Not only is it self-contradictory, but it's also pathetically obvious in how it is trying to balance two practically mutually exclusive positions: on the one hand, the regime has to claim distance so as not to be considered a direct culprit. So that's why you hear the propagandists selling you the line that really Syria only supports Hezbollah "morally" and "diplomatically" but does not supply it with arms or funds, etc. But then, despite just making themselves totally irrelevant, they tell you that "Syria is indispensable for any solution." Never mind that history and the track record 100% (that's 100%, no exception whatsoever, feel free to check!) suggests otherwise, but it's clear that really Syria is in fact a secondary player here (in the Iran axis) despite the misplaced conception by the thugs in Damascus that they're really a "player." They're a client-proxy. The two are different things, but it's difficult to realize that when you're a thug and thuggery is what you think of as and call your policy (hence, as I said before, the so-called "cards" that the regime loves to talk about, are its policy). The comment by Anthony Cordesman in that SF Chronicle piece actually nails it: "Syria usually gives way for a while under pressure, but then goes to covert operations, more support of proxies, and resumes activity the moment there is a new window of opportunity."(Ex-) Syrian blogger Amarji also agrees that there is nothing to discuss with Syria:
Therefore, the administration's, and Olmert's, dismissal of the Syrians is not only logical, and based on experience, it's also the right policy. That won't stop the Syrian propaganda from trying to sell itself, by offering snake oil coated with explicit threats (after all, what else do they have to offer?)
Let's face it. The die has been cast. All actors have already made their choices. All other bets are off for now. The Israelis will have to muddle through whatever quagmire they are creating for themelves in Lebanon for a few more weeks, if not months. The Assads will have to stick to their choice of allies, or find themselves hopelessly alone and perhaps, six feet under. The time for negotiations have long passed. The Assads have long become hostage to their own allies, their own policies, their own tactics and their own avarice. They are hardly in a position to help themselves now not to mention anyone else.Aside from the real politique considerations that the three bloggers raise, i.e. that Syria has nothing to offer, I am concerned that for the United States or Israel to negotiate with Syria now would be seen as a reward for Syria's support of Hezbullah, however weak Syria and its support for Hezbullah may be. We shouldn't be rewarding that behavior now. As for the notion that rewarding Syria has any chance of prying it away from Iran, as has been suggested by other commenters Amarji addresses it the same post I linked above, and I addressed it here.

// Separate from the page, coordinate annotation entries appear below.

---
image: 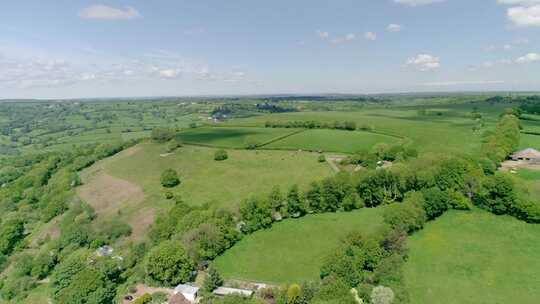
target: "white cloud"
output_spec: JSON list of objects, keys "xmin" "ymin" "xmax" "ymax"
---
[
  {"xmin": 364, "ymin": 32, "xmax": 377, "ymax": 41},
  {"xmin": 159, "ymin": 69, "xmax": 180, "ymax": 79},
  {"xmin": 79, "ymin": 4, "xmax": 141, "ymax": 20},
  {"xmin": 315, "ymin": 30, "xmax": 330, "ymax": 39},
  {"xmin": 407, "ymin": 54, "xmax": 441, "ymax": 72},
  {"xmin": 394, "ymin": 0, "xmax": 445, "ymax": 6},
  {"xmin": 497, "ymin": 0, "xmax": 540, "ymax": 5},
  {"xmin": 331, "ymin": 33, "xmax": 356, "ymax": 44},
  {"xmin": 422, "ymin": 80, "xmax": 505, "ymax": 87},
  {"xmin": 386, "ymin": 23, "xmax": 403, "ymax": 33},
  {"xmin": 516, "ymin": 53, "xmax": 540, "ymax": 63},
  {"xmin": 507, "ymin": 4, "xmax": 540, "ymax": 27}
]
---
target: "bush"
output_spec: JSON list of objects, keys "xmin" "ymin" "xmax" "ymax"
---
[
  {"xmin": 145, "ymin": 241, "xmax": 195, "ymax": 286},
  {"xmin": 150, "ymin": 128, "xmax": 175, "ymax": 143},
  {"xmin": 167, "ymin": 139, "xmax": 182, "ymax": 153},
  {"xmin": 214, "ymin": 150, "xmax": 229, "ymax": 161},
  {"xmin": 133, "ymin": 293, "xmax": 152, "ymax": 304},
  {"xmin": 161, "ymin": 169, "xmax": 180, "ymax": 188},
  {"xmin": 203, "ymin": 267, "xmax": 223, "ymax": 292},
  {"xmin": 371, "ymin": 286, "xmax": 394, "ymax": 304},
  {"xmin": 383, "ymin": 192, "xmax": 426, "ymax": 233},
  {"xmin": 422, "ymin": 187, "xmax": 448, "ymax": 220}
]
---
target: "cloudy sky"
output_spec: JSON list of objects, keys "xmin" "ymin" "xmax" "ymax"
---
[{"xmin": 0, "ymin": 0, "xmax": 540, "ymax": 99}]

Meanwhile, the Americans and the French will have to muster enough will to put together a little package that can save Israel from itself, and Lebanon from everybody else keeping it as a viable entity. They will also have to keep the Assads, for all their dabbling and penchant for trouble-making, under lock and key, or risk having another country in the Middle East blow up in their face, which might just happen no matter what anyone does anyway, as the die might have been cast in this regard as well, the smuggness of Syrian officials and analysts notwithstanding.